O governo PS bem gostaria de uma presidência portuguesa iluminada pela providência, para concretizar o programa de agravamento do carácter federalista, neo-liberal, militarista da UE. Aliás, é esse o mandato que aceitou cumprir numa obediência cega ao Capital e às grandes potências, de costas viradas para o Povo português e para os problemas reais do país. Querem impor novamente uma Constituição Europeia (que já foi derrotada) e que arrasa com o quadro de direitos dos trabalhadores e com muitos dos aspectos da soberania nacional de cada Povo e de cada Estado.
Mas sobre toda a Europa, e particularmente sobre Portugal, pesam os problemas do desemprego, da exclusão social e da pobreza. Agravam-se as desigualdades entre Estados e no seio de cada país. Avançam com toda a força as privatizações nos transportes, nas comunicações, na energia, mas também na saúde, no ensino e na segurança social. Generalizam-se as políticas antidemocráticas e militaristas. A Europa do Capital, a Europa de Sócrates e Barroso é cada vez mais desigual, injusta e cruel.

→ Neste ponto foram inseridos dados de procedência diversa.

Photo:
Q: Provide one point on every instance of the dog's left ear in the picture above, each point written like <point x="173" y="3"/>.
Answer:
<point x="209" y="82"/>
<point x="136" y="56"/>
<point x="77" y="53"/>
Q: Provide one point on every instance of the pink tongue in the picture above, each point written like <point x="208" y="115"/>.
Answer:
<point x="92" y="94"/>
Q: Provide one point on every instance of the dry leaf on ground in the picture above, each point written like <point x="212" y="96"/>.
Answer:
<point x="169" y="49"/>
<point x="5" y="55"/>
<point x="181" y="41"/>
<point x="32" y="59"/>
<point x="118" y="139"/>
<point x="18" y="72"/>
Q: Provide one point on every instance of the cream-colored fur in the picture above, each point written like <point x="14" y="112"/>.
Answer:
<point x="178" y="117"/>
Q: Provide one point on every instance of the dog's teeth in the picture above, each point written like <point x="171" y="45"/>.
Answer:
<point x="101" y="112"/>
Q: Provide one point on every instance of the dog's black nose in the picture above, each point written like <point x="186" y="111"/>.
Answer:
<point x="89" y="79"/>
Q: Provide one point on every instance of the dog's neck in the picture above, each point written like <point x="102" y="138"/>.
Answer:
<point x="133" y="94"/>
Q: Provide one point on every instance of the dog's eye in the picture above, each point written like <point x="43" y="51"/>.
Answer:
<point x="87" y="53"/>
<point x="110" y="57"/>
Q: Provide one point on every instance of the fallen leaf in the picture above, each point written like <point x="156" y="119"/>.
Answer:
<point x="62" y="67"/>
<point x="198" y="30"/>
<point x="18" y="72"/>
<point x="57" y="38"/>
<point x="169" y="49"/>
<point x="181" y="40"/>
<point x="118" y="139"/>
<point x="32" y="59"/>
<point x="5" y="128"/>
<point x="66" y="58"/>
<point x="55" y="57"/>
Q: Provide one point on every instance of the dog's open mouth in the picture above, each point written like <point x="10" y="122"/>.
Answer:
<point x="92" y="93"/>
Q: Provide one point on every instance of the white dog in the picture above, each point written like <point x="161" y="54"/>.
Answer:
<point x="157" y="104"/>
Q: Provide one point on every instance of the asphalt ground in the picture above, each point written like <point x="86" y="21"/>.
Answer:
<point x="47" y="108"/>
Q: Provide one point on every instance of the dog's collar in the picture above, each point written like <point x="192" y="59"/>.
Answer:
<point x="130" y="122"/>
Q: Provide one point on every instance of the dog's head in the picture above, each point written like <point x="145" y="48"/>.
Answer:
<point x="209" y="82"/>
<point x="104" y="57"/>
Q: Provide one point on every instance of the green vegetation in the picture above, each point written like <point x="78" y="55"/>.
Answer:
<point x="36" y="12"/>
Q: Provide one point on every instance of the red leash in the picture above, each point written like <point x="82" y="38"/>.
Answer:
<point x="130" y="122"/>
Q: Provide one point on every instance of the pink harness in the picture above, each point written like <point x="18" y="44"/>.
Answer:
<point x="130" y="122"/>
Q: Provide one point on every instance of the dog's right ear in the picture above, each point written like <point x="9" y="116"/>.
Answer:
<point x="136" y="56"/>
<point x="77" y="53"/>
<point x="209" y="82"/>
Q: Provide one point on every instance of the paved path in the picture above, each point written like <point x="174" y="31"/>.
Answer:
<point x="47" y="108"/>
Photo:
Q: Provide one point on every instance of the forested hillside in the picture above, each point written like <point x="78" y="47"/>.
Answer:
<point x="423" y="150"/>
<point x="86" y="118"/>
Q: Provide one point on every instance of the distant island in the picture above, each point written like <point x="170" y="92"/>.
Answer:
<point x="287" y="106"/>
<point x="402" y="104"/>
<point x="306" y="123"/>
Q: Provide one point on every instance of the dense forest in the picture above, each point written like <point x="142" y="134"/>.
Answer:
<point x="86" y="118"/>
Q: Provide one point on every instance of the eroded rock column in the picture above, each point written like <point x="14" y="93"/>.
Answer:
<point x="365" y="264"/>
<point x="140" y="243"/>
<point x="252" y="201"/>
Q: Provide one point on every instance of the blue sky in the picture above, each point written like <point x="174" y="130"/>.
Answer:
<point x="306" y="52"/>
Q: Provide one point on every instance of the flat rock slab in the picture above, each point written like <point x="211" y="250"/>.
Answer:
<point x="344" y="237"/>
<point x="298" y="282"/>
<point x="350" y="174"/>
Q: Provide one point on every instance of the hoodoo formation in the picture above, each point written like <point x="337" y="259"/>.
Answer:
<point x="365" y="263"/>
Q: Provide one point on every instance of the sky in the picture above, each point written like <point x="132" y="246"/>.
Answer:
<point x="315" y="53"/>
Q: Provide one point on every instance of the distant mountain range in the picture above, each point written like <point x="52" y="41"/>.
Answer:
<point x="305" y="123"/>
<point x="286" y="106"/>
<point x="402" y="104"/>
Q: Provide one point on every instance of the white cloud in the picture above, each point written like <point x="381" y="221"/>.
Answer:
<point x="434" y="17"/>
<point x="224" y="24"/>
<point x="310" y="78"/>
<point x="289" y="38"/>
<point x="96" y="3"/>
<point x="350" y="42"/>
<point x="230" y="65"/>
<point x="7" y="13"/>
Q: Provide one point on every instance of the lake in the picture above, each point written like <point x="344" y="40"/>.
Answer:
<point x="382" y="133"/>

Se esperavam que o Povo português se deixasse embriagar pelo desfilar de figurões, de cimeiras e pelos holofotes que a comunicação social incidirá sobre a «presidência», aplaudindo embasbaco o espectáculo, então estão enganados. Sócrates já está avisado – ainda há pouco mais de um mês viu um milhão e 400 mil trabalhadores em greve geral – e Barroso não esquecerá tão depressa como foi corrido do país. Quanto aos restantes, se ninguém os informou ainda, ficam a saber que este Povo tem profundas tradições de luta, que sabe o que é resistir e vencer e que conta com um Partido ao seu lado, determinado em dar a volta a isto.